I met my parents, Mike and Sally, in a Starbucks the other day. They had morphed into Chinese baristas. Starbucks is a great place to observe this phenomenon since all baristas wear nametags. One girl I met at the Xintiandi outlet had the name “Stan”.
Me: So, Stan, is that really your name or are you borrowing someone else’s name tag?
Stan: That’s my name.
Me: Oh, really? That’s unusual. Why did you give yourself this name?
Stan: Because I feel more like a boy inside.
Me: Well, then, that makes sense.
One woman in my bible study, Agnes*, was given her name by a bunch of foreign tourists in Nanjing when she was a young girl. Her father stopped them to make her practice English and they gave her moniker. I can’t remember, but either the father or the tourists decided she needed the name.
A lot of expats keep lists of their favorite Chinese/English names: Vanilla, Hill, Stone, Cherry, Linus, Angel, Lotus.
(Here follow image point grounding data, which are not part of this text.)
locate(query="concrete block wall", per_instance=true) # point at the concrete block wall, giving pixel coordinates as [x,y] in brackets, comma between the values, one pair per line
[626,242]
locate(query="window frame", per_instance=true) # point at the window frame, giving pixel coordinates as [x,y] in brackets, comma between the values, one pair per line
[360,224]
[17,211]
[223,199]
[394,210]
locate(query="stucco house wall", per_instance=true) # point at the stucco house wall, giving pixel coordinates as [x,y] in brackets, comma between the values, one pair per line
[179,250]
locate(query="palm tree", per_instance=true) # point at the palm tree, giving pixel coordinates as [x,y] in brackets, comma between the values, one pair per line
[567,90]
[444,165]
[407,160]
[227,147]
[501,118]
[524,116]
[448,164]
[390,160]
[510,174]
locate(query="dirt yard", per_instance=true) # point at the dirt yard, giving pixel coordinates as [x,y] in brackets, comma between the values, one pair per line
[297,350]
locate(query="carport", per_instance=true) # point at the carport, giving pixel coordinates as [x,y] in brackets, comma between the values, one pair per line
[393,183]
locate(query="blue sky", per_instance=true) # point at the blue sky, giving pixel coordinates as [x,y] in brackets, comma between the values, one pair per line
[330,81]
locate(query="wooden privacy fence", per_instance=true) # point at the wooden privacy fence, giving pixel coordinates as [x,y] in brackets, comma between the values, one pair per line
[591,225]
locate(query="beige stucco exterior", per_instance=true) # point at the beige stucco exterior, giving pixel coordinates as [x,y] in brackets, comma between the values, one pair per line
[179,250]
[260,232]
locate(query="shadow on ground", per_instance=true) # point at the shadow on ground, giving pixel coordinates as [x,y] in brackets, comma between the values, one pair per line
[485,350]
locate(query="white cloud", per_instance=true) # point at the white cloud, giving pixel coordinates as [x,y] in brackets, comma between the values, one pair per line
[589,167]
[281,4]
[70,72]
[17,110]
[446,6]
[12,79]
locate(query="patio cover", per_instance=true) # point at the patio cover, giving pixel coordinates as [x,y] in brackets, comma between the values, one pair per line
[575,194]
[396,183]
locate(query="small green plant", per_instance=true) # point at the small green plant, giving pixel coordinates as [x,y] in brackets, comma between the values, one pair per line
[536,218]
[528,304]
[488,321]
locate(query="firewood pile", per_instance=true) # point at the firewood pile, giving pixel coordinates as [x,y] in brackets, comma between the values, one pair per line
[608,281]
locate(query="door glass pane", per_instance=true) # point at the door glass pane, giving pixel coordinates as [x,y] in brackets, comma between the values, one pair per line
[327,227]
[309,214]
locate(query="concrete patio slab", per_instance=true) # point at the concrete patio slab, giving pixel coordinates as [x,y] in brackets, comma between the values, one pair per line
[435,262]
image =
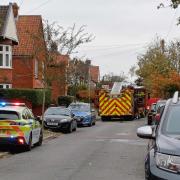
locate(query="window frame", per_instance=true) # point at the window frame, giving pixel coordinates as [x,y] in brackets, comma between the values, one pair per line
[4,54]
[5,86]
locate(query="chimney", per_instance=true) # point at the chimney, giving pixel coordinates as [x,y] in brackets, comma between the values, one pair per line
[15,10]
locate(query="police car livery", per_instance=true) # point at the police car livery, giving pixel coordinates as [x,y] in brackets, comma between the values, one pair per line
[18,126]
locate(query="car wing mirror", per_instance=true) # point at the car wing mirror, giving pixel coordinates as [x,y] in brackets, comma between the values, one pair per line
[72,115]
[157,118]
[92,110]
[145,132]
[39,119]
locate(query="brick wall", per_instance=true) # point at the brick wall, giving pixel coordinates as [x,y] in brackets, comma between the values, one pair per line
[22,72]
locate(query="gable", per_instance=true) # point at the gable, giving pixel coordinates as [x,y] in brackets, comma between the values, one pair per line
[3,13]
[10,26]
[7,23]
[29,28]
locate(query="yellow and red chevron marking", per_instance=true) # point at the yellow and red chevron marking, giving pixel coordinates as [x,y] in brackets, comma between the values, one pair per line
[115,106]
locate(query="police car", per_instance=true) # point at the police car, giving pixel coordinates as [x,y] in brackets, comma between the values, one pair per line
[18,126]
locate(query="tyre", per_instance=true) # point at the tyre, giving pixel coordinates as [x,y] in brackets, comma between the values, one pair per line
[39,143]
[103,118]
[90,124]
[28,147]
[70,128]
[75,128]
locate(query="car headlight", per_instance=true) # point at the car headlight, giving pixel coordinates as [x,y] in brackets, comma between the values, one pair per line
[64,120]
[168,162]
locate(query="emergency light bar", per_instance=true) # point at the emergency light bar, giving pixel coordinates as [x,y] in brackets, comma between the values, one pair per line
[3,104]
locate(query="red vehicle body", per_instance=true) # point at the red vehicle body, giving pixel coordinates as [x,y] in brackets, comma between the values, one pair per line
[150,101]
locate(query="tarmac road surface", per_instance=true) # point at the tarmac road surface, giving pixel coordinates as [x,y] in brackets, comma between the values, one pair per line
[107,151]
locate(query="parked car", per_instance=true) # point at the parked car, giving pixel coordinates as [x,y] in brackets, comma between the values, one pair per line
[59,118]
[83,113]
[151,113]
[163,156]
[18,126]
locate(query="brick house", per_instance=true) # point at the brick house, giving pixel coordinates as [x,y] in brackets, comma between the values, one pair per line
[57,71]
[95,74]
[29,55]
[8,38]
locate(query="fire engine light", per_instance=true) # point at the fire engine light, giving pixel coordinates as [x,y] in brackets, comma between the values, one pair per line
[3,103]
[16,104]
[21,141]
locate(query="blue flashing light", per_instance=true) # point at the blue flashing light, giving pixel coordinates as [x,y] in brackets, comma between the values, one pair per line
[2,103]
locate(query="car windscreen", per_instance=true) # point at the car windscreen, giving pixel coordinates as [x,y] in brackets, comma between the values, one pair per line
[57,111]
[80,107]
[8,115]
[161,103]
[153,107]
[171,124]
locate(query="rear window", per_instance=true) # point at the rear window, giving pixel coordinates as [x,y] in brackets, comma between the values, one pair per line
[172,122]
[8,115]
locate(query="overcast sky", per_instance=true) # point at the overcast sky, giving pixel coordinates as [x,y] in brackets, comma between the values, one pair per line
[123,28]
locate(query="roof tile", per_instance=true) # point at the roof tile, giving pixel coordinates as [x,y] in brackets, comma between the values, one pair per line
[3,14]
[27,28]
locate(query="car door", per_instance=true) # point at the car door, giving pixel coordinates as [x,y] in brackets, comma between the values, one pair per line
[36,126]
[25,116]
[93,114]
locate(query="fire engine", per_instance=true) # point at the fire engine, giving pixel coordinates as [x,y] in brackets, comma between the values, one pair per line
[123,101]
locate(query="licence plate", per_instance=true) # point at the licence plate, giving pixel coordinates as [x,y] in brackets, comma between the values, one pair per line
[52,124]
[2,131]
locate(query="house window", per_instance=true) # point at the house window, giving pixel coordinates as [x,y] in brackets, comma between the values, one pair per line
[36,69]
[5,56]
[5,86]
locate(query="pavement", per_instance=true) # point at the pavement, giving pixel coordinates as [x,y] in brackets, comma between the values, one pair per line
[107,151]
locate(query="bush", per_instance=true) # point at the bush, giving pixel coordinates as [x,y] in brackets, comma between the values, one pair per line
[35,96]
[65,100]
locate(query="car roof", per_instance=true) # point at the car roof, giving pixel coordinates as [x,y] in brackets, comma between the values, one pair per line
[13,108]
[79,103]
[58,107]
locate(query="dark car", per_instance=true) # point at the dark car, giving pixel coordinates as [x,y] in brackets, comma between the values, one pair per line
[163,155]
[59,118]
[151,113]
[83,113]
[154,111]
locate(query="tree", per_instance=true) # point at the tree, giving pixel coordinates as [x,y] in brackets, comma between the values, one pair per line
[111,78]
[66,41]
[159,68]
[57,40]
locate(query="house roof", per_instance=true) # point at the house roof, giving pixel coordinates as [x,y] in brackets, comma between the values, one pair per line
[3,15]
[28,29]
[94,71]
[58,59]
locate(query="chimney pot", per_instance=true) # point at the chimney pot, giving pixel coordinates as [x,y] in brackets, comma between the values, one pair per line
[15,10]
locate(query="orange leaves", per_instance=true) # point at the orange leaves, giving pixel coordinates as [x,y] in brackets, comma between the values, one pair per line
[164,86]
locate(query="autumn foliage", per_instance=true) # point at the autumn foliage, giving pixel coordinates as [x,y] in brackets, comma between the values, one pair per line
[159,68]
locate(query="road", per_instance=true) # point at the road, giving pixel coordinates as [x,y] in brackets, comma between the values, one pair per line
[108,151]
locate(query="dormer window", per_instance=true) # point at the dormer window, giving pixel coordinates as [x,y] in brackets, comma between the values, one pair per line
[5,56]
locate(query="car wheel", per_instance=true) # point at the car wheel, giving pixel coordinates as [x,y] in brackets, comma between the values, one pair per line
[75,126]
[40,139]
[28,147]
[147,172]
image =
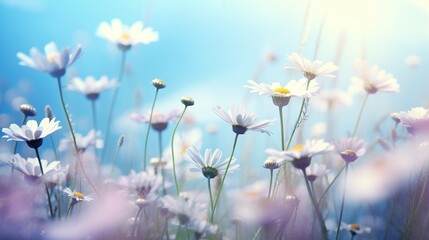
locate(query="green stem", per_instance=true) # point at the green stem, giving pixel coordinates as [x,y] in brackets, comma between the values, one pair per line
[330,185]
[112,105]
[316,207]
[114,160]
[172,149]
[360,114]
[282,128]
[148,130]
[46,187]
[73,136]
[271,183]
[224,176]
[210,194]
[342,203]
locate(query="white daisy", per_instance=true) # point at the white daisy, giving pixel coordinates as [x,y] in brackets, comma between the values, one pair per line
[350,148]
[210,165]
[30,167]
[301,155]
[124,35]
[373,79]
[281,95]
[77,196]
[31,133]
[311,69]
[316,170]
[54,62]
[242,121]
[415,119]
[355,228]
[91,87]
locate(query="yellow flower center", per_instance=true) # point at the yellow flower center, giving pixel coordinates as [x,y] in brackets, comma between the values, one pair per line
[297,147]
[355,226]
[125,36]
[78,195]
[348,152]
[52,57]
[282,90]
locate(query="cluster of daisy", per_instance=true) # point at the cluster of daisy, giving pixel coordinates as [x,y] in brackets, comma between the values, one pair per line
[162,198]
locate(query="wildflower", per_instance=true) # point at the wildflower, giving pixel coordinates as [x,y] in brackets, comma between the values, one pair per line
[30,167]
[31,133]
[315,171]
[415,120]
[301,155]
[242,121]
[159,120]
[53,62]
[355,229]
[28,110]
[126,36]
[158,83]
[350,148]
[281,95]
[76,196]
[83,142]
[210,165]
[372,79]
[91,87]
[310,69]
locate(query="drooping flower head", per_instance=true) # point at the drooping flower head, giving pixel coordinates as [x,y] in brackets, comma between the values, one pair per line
[301,155]
[415,120]
[31,133]
[211,164]
[350,148]
[90,87]
[355,229]
[311,69]
[159,120]
[373,79]
[77,196]
[241,120]
[53,62]
[126,36]
[30,167]
[281,94]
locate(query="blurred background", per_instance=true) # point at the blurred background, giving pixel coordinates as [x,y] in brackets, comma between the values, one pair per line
[208,50]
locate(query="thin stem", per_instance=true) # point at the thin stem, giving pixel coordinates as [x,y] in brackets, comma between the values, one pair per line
[172,149]
[114,160]
[224,176]
[282,128]
[112,105]
[210,194]
[135,223]
[15,148]
[316,207]
[73,136]
[330,185]
[271,183]
[94,115]
[148,130]
[342,203]
[46,187]
[360,114]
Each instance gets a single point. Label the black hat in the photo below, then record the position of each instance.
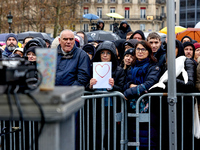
(31, 49)
(89, 48)
(188, 44)
(186, 37)
(131, 42)
(129, 51)
(138, 32)
(11, 35)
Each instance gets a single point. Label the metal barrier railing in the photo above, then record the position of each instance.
(145, 117)
(109, 130)
(102, 123)
(19, 135)
(140, 118)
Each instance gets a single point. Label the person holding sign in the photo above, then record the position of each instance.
(143, 74)
(106, 52)
(107, 76)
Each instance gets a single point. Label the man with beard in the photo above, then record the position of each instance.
(11, 44)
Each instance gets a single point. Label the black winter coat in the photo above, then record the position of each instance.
(151, 78)
(117, 72)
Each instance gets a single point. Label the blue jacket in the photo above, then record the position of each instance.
(6, 53)
(73, 71)
(152, 77)
(160, 56)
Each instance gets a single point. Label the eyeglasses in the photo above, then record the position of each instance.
(141, 49)
(107, 53)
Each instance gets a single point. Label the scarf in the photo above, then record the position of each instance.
(139, 71)
(7, 51)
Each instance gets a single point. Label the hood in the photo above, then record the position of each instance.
(122, 28)
(85, 36)
(186, 37)
(79, 41)
(189, 44)
(131, 42)
(138, 32)
(179, 45)
(98, 22)
(106, 45)
(120, 48)
(35, 42)
(89, 48)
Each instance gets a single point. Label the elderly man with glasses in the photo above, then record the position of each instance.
(73, 64)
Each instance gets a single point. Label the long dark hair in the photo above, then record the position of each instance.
(147, 46)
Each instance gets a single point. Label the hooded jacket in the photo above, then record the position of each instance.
(120, 48)
(186, 37)
(74, 70)
(160, 56)
(35, 42)
(138, 32)
(131, 42)
(123, 31)
(85, 36)
(117, 72)
(98, 22)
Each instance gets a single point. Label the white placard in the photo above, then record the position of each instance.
(102, 73)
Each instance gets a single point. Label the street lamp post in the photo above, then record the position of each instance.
(9, 17)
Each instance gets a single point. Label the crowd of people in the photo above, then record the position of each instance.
(137, 62)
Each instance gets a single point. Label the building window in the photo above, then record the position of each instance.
(157, 11)
(86, 27)
(162, 9)
(99, 12)
(111, 27)
(112, 9)
(86, 10)
(127, 12)
(142, 27)
(142, 12)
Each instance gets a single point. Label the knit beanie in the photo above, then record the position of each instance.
(186, 37)
(129, 51)
(11, 35)
(89, 48)
(196, 45)
(131, 42)
(31, 49)
(189, 44)
(138, 32)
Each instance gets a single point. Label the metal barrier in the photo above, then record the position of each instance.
(22, 137)
(103, 124)
(122, 116)
(111, 127)
(146, 117)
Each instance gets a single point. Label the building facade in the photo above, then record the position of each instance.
(146, 15)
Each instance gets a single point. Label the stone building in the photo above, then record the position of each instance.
(146, 15)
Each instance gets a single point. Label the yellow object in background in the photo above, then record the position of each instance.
(177, 29)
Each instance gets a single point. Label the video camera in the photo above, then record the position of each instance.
(18, 72)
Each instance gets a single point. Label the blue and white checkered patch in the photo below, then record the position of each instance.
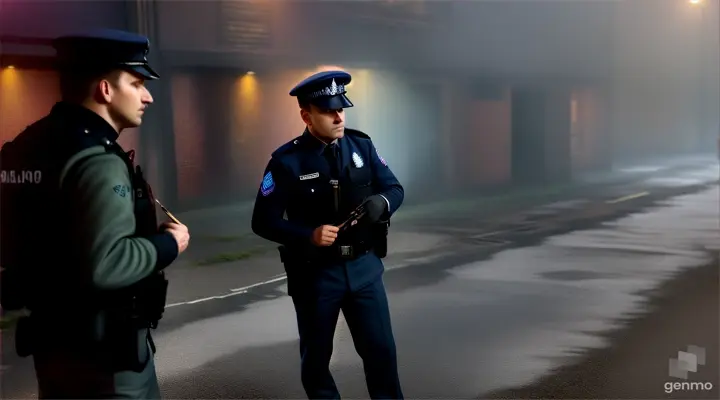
(382, 160)
(268, 184)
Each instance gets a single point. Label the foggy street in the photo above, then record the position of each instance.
(484, 307)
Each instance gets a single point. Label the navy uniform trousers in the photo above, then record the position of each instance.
(365, 308)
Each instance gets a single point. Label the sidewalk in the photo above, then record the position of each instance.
(223, 234)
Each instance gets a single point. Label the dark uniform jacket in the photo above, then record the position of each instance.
(74, 231)
(296, 184)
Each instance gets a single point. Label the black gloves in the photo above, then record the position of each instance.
(375, 207)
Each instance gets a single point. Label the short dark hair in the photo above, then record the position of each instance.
(76, 85)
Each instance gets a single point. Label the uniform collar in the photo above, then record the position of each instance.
(84, 119)
(316, 144)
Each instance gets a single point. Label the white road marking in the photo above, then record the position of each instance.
(233, 292)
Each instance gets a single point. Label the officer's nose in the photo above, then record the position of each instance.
(147, 97)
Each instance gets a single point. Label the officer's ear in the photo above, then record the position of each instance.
(103, 91)
(106, 85)
(305, 114)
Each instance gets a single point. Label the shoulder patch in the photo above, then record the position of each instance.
(268, 184)
(121, 190)
(382, 160)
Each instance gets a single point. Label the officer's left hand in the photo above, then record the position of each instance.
(375, 207)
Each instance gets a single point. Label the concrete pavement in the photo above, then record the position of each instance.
(488, 307)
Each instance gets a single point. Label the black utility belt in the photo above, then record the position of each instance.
(349, 251)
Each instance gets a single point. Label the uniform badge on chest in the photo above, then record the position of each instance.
(357, 160)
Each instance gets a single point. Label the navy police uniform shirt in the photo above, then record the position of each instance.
(297, 179)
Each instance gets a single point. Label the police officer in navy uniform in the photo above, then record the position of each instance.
(318, 179)
(81, 245)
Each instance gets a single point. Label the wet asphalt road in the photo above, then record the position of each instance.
(471, 315)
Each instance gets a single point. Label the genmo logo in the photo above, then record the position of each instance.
(686, 361)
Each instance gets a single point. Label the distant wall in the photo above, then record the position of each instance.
(52, 18)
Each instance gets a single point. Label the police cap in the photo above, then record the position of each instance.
(324, 89)
(104, 49)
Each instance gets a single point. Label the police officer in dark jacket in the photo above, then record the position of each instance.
(318, 179)
(81, 246)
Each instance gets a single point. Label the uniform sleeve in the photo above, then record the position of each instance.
(386, 184)
(270, 204)
(104, 241)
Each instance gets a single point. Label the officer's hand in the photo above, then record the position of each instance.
(180, 233)
(375, 207)
(325, 235)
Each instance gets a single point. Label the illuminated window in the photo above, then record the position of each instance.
(245, 25)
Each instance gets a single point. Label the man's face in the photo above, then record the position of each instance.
(126, 97)
(328, 125)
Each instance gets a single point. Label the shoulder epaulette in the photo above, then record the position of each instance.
(287, 147)
(357, 133)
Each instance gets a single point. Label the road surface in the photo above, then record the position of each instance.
(490, 303)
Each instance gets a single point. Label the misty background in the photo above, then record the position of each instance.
(459, 96)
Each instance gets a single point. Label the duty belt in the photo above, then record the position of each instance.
(352, 251)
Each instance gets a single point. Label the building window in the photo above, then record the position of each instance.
(246, 25)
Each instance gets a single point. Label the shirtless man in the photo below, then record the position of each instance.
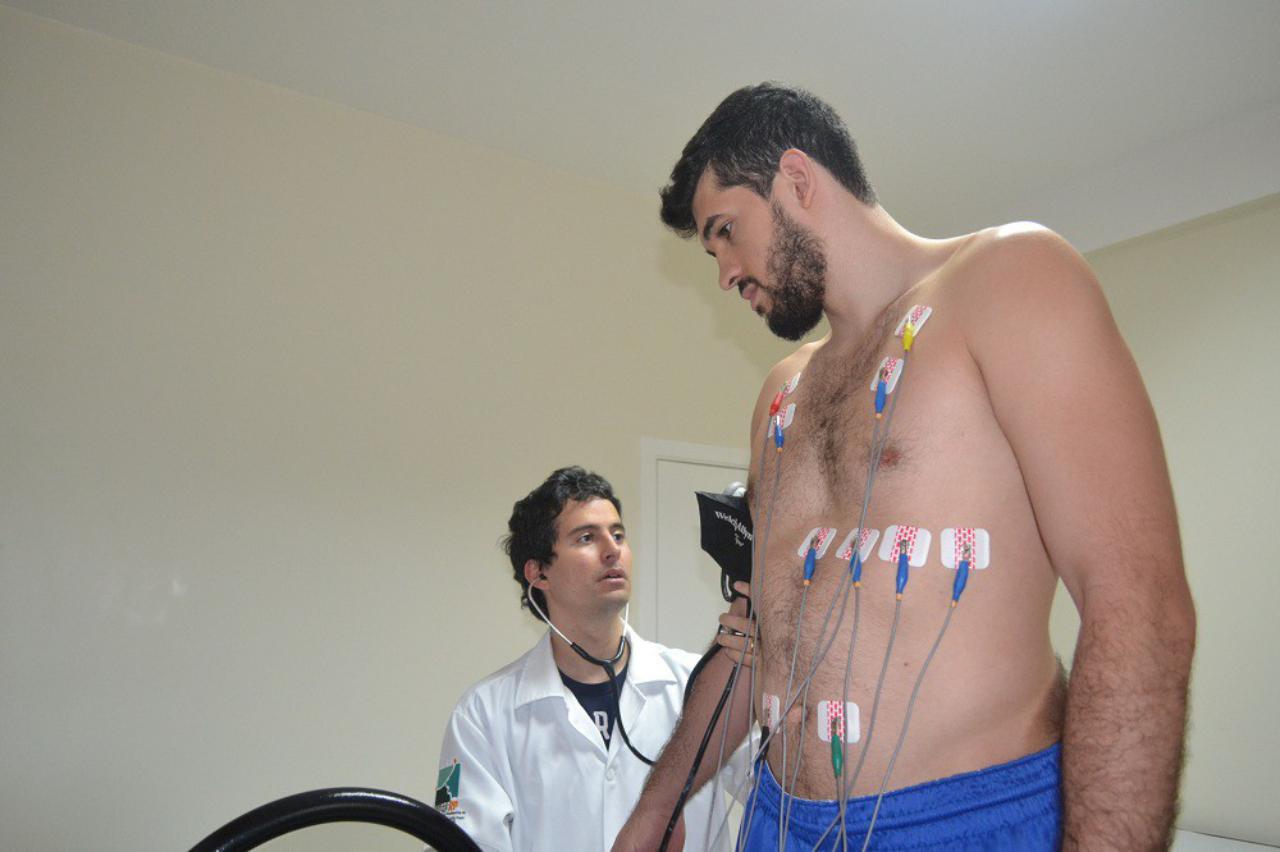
(1018, 412)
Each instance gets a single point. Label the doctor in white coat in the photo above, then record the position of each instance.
(534, 756)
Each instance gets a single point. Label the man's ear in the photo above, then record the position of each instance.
(534, 573)
(799, 177)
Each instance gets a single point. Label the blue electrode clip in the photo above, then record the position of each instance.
(961, 578)
(903, 566)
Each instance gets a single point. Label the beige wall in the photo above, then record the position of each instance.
(1198, 305)
(273, 372)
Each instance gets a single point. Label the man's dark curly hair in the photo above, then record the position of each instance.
(745, 137)
(531, 528)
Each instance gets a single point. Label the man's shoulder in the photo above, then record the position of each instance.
(1018, 255)
(1013, 271)
(784, 372)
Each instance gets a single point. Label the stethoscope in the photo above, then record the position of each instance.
(608, 665)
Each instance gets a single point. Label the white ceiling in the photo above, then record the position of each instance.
(1102, 118)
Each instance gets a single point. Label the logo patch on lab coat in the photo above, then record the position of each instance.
(447, 791)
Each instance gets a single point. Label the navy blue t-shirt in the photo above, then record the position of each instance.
(597, 699)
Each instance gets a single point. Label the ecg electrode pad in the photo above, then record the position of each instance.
(965, 543)
(918, 316)
(819, 539)
(865, 543)
(785, 416)
(914, 541)
(890, 371)
(846, 723)
(769, 709)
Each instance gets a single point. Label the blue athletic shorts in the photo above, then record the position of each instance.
(1010, 806)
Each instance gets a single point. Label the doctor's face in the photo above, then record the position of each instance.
(590, 573)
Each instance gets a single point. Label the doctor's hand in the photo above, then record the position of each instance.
(737, 630)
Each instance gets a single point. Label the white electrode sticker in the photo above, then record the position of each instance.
(845, 723)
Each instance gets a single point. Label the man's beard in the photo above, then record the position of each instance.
(798, 278)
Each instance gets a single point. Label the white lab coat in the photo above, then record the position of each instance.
(534, 772)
I have yet to see “Earth”, “Wind” and “Fire” but obviously, names with a natural origin are popular. Given the Chinese’ feng shui focus on earthly elements, this is not surprising. Our favorite so far: Handicap. And then there is the ubiquitous nametag: Trainee, usually found in retail establishments. Nice, but I am desperately seeking the one that says Trained.
Q: if you were a Chinese barista, what would be your name? The Sky’s the limit.
*Not her real name but you get the idea.